Stanford’s Lloyd Minor: EHRs need a ‘major revamp’ to solve physician burnout

Li Ka Shing Center for Learning and Knowledge
The dean of the Stanford University School of Medicine says today's search engines are a better diagnostic tool than EHRs.

The dean of Stanford University’s School of Medicine has joined a growing chorus of leaders laying most of the blame for physician burnout on the unmet promise of EHRs, and he’s calling on doctors to help overhaul those systems some have grown to detest.

Highlighting the “realities of modern medical practice” that are driving practicing physicians away and dashing the altruistic goals of medical students, Lloyd Minor, M.D., who oversees one of the nation’s premiere academic medical centers, says EHRs need a design overhaul to reduce the burden on physicians.

“Today’s search engines are better at helping doctors diagnose disease than our EMRs,” Minor wrote in an op-ed for Quartz.

RELATED: UCSF CMIO says physician burnout predated EHRs

A recent survey published in JAMA Internal Medicine indicates EHRs are a major driver behind physician burnout, echoing longstanding concerns that the technology was built to be a billing platform rather than facilitate patient care.

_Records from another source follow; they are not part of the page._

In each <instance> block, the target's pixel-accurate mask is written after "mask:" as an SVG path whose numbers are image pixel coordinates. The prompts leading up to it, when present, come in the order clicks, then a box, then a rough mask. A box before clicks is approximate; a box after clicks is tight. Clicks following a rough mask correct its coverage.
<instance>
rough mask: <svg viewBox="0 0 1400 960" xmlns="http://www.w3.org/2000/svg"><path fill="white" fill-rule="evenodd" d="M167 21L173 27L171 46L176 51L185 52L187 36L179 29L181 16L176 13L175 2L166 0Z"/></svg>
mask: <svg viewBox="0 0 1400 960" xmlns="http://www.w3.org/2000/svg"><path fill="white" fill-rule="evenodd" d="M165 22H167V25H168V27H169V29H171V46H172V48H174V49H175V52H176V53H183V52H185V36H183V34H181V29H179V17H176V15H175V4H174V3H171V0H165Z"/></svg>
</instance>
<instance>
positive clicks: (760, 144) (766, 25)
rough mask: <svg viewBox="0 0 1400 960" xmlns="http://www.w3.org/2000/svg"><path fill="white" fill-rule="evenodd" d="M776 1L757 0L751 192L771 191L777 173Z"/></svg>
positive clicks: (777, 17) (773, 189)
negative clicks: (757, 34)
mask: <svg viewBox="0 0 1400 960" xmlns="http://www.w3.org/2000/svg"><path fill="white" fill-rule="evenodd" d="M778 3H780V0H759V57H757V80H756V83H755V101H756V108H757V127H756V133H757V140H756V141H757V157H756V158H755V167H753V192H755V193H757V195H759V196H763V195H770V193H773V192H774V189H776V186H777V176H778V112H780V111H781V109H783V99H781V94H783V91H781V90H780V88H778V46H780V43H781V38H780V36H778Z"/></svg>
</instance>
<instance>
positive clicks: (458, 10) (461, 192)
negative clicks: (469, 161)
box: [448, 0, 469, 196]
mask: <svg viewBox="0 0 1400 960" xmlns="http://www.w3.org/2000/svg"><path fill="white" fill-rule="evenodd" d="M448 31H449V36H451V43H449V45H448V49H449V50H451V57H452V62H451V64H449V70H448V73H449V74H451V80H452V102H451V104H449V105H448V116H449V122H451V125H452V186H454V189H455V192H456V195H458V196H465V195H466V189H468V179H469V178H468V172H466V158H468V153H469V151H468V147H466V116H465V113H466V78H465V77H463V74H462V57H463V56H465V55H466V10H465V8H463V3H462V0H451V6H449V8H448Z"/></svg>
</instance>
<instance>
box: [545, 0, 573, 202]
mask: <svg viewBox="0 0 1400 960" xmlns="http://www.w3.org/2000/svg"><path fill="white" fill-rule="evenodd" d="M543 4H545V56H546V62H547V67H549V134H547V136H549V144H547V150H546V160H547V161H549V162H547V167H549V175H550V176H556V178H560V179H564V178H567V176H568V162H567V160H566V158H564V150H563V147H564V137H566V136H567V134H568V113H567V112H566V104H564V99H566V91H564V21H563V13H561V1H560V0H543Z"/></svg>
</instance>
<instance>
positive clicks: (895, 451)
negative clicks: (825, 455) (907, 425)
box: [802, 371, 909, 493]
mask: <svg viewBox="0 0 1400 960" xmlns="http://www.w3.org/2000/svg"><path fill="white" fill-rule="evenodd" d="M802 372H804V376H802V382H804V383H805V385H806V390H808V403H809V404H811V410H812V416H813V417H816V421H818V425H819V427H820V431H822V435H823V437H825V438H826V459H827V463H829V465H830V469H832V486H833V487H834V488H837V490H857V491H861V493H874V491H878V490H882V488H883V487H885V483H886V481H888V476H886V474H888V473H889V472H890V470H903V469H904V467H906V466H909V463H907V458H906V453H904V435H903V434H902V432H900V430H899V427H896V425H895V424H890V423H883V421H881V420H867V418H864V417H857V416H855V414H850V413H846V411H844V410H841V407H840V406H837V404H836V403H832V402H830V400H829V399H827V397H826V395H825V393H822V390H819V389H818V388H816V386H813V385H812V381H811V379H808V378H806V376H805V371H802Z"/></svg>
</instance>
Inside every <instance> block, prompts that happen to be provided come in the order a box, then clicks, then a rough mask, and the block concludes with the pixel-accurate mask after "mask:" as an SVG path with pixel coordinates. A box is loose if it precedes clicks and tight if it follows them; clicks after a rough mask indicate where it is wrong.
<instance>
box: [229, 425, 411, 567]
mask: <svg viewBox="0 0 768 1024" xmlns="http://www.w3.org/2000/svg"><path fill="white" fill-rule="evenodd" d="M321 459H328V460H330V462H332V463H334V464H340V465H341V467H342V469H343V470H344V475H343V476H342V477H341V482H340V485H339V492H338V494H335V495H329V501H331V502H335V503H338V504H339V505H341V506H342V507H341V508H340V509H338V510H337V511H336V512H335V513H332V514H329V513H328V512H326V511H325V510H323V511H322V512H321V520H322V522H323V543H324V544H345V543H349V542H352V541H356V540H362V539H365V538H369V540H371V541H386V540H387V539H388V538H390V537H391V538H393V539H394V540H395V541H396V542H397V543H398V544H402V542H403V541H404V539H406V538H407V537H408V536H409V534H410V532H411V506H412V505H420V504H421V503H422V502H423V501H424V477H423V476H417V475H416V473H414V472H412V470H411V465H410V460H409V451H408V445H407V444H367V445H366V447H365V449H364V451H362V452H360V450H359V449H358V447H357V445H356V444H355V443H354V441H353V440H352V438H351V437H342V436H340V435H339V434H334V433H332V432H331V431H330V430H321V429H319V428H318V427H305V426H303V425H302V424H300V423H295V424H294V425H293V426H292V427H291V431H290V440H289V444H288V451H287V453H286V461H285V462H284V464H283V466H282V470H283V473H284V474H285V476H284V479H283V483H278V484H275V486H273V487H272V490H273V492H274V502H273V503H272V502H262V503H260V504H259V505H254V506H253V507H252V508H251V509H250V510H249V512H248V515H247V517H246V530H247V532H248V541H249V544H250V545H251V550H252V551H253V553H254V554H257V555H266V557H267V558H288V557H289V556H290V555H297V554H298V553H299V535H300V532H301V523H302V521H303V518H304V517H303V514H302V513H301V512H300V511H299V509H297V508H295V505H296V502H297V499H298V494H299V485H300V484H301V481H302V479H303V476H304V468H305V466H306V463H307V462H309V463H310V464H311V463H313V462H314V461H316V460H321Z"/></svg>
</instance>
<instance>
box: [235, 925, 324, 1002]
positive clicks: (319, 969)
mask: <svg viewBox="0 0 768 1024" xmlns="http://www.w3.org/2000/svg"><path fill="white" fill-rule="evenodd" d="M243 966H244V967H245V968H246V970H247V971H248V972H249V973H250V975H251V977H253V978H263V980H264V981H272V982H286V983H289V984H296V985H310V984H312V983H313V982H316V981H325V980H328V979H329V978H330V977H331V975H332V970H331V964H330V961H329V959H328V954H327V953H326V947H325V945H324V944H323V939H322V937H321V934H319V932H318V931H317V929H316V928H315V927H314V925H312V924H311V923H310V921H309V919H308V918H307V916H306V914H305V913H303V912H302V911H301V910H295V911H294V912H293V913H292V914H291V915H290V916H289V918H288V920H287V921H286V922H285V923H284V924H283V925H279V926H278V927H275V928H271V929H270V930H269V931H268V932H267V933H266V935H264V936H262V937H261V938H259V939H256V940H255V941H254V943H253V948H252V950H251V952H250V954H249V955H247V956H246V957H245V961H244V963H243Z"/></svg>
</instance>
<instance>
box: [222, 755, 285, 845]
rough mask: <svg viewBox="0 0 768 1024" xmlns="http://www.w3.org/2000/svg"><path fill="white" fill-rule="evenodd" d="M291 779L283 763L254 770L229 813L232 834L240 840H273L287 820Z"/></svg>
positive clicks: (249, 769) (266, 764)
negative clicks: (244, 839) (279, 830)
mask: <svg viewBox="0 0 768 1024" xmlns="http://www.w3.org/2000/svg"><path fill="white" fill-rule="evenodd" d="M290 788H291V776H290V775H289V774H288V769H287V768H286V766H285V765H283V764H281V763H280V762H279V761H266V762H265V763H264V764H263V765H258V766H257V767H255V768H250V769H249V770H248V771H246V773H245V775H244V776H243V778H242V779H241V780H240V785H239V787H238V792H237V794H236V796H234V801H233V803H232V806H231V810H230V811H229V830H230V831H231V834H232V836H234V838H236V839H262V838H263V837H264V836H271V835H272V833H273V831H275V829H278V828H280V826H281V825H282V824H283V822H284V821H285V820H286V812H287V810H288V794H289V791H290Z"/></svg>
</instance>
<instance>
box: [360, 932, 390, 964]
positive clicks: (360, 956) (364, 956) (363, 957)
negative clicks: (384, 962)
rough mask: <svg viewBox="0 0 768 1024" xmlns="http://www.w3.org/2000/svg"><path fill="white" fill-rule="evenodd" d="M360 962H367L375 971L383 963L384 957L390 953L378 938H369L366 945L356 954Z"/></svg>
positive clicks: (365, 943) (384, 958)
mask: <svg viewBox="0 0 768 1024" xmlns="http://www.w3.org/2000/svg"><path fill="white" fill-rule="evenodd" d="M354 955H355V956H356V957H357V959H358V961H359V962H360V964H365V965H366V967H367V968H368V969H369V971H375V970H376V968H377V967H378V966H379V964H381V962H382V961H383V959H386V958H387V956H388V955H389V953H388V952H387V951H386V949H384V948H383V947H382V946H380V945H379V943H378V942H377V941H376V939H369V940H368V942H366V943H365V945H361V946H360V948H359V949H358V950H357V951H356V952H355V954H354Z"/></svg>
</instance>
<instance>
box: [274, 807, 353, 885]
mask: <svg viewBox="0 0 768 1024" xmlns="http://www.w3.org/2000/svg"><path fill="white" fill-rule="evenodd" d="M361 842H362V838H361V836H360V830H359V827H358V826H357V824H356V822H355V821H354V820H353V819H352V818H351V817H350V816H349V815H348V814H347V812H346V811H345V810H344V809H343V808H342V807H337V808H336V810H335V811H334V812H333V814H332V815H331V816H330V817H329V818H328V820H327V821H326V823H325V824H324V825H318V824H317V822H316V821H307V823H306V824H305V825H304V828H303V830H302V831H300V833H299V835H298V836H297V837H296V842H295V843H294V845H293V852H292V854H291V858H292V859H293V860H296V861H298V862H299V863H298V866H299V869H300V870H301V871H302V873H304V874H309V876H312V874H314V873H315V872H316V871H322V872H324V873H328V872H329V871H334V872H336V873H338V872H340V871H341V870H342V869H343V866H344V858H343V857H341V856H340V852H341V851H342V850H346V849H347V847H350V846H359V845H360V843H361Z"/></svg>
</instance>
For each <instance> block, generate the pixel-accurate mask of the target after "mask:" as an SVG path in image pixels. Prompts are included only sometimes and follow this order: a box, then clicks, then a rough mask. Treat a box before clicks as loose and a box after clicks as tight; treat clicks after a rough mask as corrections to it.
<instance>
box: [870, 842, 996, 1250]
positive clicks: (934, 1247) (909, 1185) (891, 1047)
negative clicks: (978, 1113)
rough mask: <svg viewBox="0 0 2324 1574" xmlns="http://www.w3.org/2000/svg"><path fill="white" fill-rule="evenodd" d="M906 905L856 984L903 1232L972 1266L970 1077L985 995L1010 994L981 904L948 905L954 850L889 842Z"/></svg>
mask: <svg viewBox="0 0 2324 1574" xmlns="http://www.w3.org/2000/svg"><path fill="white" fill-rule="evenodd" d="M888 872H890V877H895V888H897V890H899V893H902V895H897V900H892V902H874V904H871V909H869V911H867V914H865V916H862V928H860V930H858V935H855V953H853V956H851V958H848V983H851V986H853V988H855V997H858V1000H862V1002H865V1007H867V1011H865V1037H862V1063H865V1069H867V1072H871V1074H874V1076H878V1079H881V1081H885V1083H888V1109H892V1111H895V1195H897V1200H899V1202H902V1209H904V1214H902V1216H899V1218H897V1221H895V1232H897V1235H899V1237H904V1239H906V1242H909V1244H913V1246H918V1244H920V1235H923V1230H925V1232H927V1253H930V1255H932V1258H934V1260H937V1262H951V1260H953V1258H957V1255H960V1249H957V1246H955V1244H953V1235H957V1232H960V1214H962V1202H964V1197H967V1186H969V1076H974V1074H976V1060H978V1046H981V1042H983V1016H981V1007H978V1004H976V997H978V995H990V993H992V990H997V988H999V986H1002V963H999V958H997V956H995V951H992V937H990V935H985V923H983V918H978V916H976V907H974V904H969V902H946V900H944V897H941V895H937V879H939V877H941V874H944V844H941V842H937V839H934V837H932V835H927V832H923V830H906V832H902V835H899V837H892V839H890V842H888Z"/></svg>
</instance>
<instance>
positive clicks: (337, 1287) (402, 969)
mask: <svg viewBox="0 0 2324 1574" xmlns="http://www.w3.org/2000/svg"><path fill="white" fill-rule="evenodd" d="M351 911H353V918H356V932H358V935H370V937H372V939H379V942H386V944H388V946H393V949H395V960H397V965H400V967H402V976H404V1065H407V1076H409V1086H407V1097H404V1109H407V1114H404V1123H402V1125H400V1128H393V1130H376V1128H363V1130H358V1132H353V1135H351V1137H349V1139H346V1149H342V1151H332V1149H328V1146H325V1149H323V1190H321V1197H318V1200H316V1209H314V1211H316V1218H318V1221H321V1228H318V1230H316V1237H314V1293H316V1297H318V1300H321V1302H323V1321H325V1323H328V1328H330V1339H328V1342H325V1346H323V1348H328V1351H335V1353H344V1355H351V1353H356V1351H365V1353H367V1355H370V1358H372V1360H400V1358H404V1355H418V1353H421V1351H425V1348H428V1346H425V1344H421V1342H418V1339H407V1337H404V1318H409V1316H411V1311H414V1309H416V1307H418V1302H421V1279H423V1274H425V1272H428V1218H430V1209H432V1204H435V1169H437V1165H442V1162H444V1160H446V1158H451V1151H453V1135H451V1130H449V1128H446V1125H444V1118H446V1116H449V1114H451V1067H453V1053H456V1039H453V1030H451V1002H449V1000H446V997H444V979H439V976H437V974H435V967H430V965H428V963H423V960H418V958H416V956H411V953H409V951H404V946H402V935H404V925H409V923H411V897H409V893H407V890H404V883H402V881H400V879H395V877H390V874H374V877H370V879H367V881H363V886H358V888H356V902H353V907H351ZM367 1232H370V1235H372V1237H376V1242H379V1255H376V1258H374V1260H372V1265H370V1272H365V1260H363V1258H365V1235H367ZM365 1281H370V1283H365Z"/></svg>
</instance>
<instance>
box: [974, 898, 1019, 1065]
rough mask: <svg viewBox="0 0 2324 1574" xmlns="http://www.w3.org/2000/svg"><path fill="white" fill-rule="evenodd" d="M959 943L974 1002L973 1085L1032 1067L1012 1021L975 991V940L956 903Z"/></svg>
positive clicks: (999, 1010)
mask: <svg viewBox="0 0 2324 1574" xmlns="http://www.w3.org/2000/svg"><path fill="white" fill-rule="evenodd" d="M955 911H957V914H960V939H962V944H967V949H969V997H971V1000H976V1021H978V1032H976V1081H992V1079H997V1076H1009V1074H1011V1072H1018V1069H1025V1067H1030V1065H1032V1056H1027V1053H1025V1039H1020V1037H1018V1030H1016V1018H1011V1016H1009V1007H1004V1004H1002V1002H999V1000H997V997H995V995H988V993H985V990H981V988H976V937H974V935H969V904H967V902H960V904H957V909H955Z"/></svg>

The chief medical information officer at the University of San Francisco Medical Center recently said physician burnout predates EHRs, but that the new systems “made a bad situation horribly worse.” Federal health officials have acknowledged the negative impact of EHRs in healthcare and a major effort is underway at the Office of the National Coordinator for Health IT to make those systems more usable.  

RELATED: ONC prepares for its biggest challenge yet: EHR interoperability and usability

Meanwhile, Stanford is leading the charge when it comes to integrating new digital health technology and using data to drive precision medicine efforts. Minor sees tremendous promise in those technologies and the role they play in improving patient care and physician job satisfaction. But he views an EHR overhaul as a national priority and he wants to see more involvement from doctors to develop new systems that integrate technology like voice recognition to simplify the physician’s job rather than make it more difficult.

“Our smart phones and devices already have this technology—why can’t it also be applied to EMRs to help free physicians from the keyboard?”